Just posted the following question:

“Hello. Thank you for the opportunity to ask a question. How would you respond to the following?

“Any meta-ethics rests on a foundation of fitness, i.e. being to the benefit of survival and reproduction. All higher order modes are either offshoots of this (how to keep people from killing each other) or artifacts of the ongoing debugging of consciousness (itself a product of selection) as a mode in which the ethical discussions play out (the nature of pain, suffering, happiness, etc.). Things seeming to have a point, the quest for meaning, utilitarian heuristics, faith, virtues, etc all derive from some desire to secure the continuation of some essence into the future.

“Your formulation, as you admit, is not intuitive. I’d venture to say it is anti-intuitive to the vast majority of the population. Anyone who buys what you are saying is less likely to survive and reproduce. So how can a philosophy which is itself maladaptive be in keeping with any ethical system?”

Let you know if I get a response.

This is a super weird formulation. 

Any meta-ethics rests on a foundation of fitness, i.e. being to the benefit of survival and reproduction.

I mean, you can employ whatever meta-ethic you want, that’s the beautiful legacy that David Hume left to us poor sinners, but…this doesn’t reflect either any kind of abstract necessity or any kind of common concretely-grounded foundation for practical ethics.  So I’m having trouble seeing what good it does either theoretically or pragmatically. 

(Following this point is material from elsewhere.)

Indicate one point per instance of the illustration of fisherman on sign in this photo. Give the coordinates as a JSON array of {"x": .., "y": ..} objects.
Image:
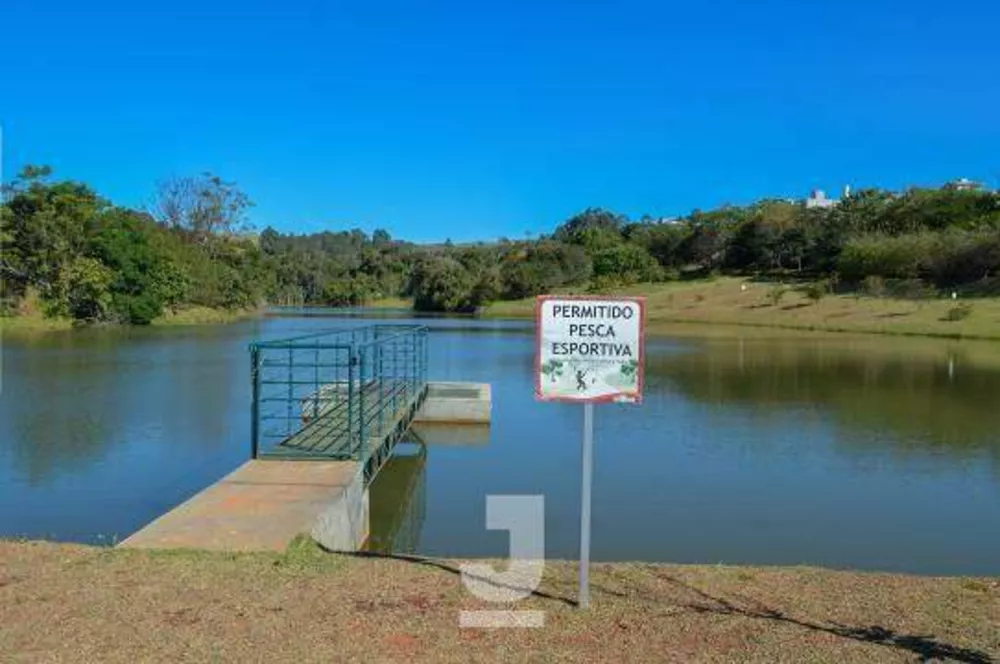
[{"x": 589, "y": 349}]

Theoretically speaking, as I said, your terminal values are ultimately going to have to stand on their own (because you can’t derive ought from is, to put it in shorthand).  If you don’t like the demands of fitness-based evolutionary ethics, if they strike you as being evil, there is nothing logical or empirical that can compel you to accept them as good.  [Not living up to the demands of evolutionary fitness will make you less evolutionarily fit, of course…it may even make your moral system less evolutionarily fit, if it turns out that such things primarily piggyback through human reproduction…but, as the Sage of Ethics says, “who cares?”]

Practically speaking –

– this was originally like a ten-paragraph essay, but in fact I think it’s simpler and easier just to say “it turns out people care about being happy and fulfilled etc. way more than they care about fitness, it has been repeatedly demonstrated that they will sacrifice fitness for other moral goods, and so you schema turns out to be just as counter-intuitive to the population-at-large as the schema against which you’re arguing.”